Hanna Seariac reports: "The highway headed into Price, Utah, has more roadkill on it than moving cars. Through the windy canyons, there is an abandoned, sunken ghost town and periods of time without cellphone reception. Highway 6 may seem out-of-sight and out-of-mind to northern city slickers, but it is one of the routes drug traffickers take to distribute fentanyl and heroin to dealers across the state.
"Price, in the heart of Utah’s Carbon County, is at the crossroads of a growing, deadly drug problem in Utah.
"With a population of just over 8,000 residents, this rural city has seen the devastation of opioid addiction and fentanyl use firsthand.
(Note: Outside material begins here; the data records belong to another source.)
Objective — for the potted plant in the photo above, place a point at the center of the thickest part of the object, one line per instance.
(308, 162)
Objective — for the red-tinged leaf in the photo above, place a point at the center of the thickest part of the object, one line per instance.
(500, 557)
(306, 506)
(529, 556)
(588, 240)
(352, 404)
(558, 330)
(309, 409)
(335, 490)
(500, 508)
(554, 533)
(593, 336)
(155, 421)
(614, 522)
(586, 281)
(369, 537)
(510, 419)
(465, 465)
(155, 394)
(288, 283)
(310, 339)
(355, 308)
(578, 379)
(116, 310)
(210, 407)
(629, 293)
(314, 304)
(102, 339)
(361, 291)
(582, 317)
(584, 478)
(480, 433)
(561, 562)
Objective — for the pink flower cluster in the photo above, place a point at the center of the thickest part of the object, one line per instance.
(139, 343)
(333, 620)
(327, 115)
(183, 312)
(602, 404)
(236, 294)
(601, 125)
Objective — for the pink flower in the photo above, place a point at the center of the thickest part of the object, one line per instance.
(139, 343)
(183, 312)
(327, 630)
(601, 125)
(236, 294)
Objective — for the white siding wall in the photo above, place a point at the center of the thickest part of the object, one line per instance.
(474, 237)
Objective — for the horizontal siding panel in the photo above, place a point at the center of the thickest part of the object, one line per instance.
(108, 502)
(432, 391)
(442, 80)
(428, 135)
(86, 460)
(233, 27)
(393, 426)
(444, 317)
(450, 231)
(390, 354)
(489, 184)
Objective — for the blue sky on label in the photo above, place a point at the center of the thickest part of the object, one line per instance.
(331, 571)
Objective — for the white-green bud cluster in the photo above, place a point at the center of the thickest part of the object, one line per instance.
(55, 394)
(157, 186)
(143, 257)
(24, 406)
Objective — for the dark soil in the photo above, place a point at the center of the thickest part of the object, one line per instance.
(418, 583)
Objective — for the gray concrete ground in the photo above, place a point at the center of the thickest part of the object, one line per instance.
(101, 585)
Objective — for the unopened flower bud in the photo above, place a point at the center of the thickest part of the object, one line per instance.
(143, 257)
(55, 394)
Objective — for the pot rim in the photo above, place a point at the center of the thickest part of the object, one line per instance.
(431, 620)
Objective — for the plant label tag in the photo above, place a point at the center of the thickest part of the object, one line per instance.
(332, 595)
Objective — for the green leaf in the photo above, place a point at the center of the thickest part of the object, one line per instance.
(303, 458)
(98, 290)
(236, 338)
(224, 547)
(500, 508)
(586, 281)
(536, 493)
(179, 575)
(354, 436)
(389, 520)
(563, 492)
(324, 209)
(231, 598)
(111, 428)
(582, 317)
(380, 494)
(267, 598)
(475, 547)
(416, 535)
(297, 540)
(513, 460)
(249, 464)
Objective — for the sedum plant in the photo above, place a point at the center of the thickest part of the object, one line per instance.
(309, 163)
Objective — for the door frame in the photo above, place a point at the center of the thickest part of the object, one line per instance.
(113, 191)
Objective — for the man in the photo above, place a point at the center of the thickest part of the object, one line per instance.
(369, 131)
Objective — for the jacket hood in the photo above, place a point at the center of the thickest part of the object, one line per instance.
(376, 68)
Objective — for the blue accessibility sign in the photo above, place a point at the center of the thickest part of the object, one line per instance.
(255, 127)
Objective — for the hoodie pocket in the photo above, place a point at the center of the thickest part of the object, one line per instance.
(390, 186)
Many residents work blue-collar jobs with a higher potential for on-the-job injuries and the county’s poverty rate exceeds what is typically seen on the Wasatch Front.
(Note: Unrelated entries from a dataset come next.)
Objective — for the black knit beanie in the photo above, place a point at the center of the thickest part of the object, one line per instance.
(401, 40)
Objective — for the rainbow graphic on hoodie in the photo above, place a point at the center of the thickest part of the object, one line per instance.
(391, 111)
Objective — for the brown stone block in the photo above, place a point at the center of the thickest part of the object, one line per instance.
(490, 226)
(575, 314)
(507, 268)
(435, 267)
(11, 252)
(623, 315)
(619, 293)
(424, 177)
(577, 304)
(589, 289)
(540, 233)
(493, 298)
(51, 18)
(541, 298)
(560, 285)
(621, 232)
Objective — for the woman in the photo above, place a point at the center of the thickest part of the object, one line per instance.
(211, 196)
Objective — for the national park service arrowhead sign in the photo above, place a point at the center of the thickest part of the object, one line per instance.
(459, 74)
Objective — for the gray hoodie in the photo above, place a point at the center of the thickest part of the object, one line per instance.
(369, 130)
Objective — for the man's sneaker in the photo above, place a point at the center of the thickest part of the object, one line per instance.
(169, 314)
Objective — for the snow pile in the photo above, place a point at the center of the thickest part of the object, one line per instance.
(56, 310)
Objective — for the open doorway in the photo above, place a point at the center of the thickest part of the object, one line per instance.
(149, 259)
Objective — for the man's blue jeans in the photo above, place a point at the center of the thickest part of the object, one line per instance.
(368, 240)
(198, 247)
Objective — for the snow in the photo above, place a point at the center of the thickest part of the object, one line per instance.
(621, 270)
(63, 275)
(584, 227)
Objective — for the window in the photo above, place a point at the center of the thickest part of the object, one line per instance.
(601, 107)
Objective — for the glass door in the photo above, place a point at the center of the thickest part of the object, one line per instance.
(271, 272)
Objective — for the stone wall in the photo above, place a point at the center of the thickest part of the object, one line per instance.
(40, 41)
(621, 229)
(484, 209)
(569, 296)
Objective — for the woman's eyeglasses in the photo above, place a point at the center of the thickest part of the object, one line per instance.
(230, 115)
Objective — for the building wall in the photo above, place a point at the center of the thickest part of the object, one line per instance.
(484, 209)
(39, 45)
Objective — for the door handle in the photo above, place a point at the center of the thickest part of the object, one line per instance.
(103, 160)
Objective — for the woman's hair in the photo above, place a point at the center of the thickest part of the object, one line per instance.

"The rate of opioid-related deaths in Carbon County and its two neighboring counties, Grand and Emery, overwhelmingly exceeds the state’s death rate. Utah’s overall rate is 18.3 deaths per 100,000 people, but these counties on the highway from Mexico to Salt Lake City see a death rate of 42.7 per 100,000 people, according to the most recent data on the Utah Department of Health and Human Services from 2021. The rate of opioid prescriptions? It is also higher."